Now you may have a list of breeders who have puppies, or will have puppies available at the time of your preference. What now? Make an appointment and go to visit them. Its very important to talk to the breeder, see the bitch and if at all possible the dog as well. I would strongly recommend patience at this point. See the breeder long before the puppies will be born, so that you will not be influenced by the site of the little bundles of fluff running around at your feet. A Good breeder will be delighted to talk to you, answer any question however trivial, show you the dogs and share some stories. The breeder will also want to ask you questions, about your experience of owning dogs, where you live, if someone will be around all day to care for the pup. Be honest, they will respect someone more who wants to learn.

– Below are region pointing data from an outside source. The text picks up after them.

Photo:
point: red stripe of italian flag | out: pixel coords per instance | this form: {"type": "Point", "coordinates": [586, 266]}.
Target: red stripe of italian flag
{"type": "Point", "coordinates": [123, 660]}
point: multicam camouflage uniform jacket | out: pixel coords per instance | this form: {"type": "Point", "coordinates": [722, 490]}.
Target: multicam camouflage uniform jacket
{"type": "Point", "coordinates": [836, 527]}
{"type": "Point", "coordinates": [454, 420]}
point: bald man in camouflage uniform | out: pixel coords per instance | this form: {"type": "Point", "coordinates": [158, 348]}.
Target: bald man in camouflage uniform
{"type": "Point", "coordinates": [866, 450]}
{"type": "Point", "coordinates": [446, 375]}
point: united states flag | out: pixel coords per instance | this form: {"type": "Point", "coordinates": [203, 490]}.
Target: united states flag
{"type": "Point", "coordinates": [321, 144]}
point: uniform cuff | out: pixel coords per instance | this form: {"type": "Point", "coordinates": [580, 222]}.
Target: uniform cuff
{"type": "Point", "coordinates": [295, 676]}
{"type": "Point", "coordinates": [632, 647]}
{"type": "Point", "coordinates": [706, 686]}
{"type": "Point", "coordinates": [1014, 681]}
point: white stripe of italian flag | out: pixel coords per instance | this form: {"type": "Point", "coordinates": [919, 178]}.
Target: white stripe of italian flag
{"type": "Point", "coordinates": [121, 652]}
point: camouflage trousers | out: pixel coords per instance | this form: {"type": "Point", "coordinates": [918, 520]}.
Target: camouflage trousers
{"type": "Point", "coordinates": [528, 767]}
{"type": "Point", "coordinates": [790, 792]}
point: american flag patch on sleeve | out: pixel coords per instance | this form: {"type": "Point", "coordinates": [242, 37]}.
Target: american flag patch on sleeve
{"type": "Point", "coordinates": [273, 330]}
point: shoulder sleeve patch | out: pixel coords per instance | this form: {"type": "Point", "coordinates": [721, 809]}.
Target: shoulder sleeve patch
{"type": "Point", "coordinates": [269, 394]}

Don't forget that the breeder may have criteria of his or her own for who they would like their puppies to be homed to, just as you have in choosing the breeder.

 

Some Questions to ask

What is your experience as a breeder

Can I contact other owners who have got puppies from you

Do you provide a contract of ownership

Are you available for help after I have picked up the puppy

Can I see the parents, or photographs of them

Have the parents won any titles

What are the hip and elbow scores of the parents

Are there any other health issues in the parents I should know about

What kind of food do you recommend

Why did you decide to mate these two

In all likelihood the breeder will provide all the pertinent information without being asked.

 

Some Questions you may be asked

Have you ever owned a Berner

If not, do you have experience as a dog owner

Do you have a garden or have access to a garden

Will someone be with the puppy at all times

Have you been reading up on the breed

 

Choosing a puppy

First decide if you want a male or a female. Males are larger and more impressive looking, moult once a year, are more expensive to feed and grow faster which may lead to a risk of bone problems. Females are smaller, moult twice a year, season twice a year and have a risk of hormone imbalance. At about 5 or 6 weeks old the personality of the puppy is apparent, making this the ideal time to choose. Will your puppy be a pet or a prospective show dog? If the puppy is to be shown or bred from, then adhering to the breed standard is important. If the puppy is to be a pet, then marking is of less importance. The most important characteristic no matter what the puppy is destined to be, is a sound temperament. Once you have seen all the puppies together to judge overall quality, then the breeder should remove the sex you do not want, so you can study from those left. Remember that Berner puppies are generally lazy, this does not mean they are of ill health. Watch each one carefully as they move around, and take your time. Also remember that the largest puppy will not necessarily make for the largest adult. My best advice is to ask the breeder. They will be of enormous help in choosing.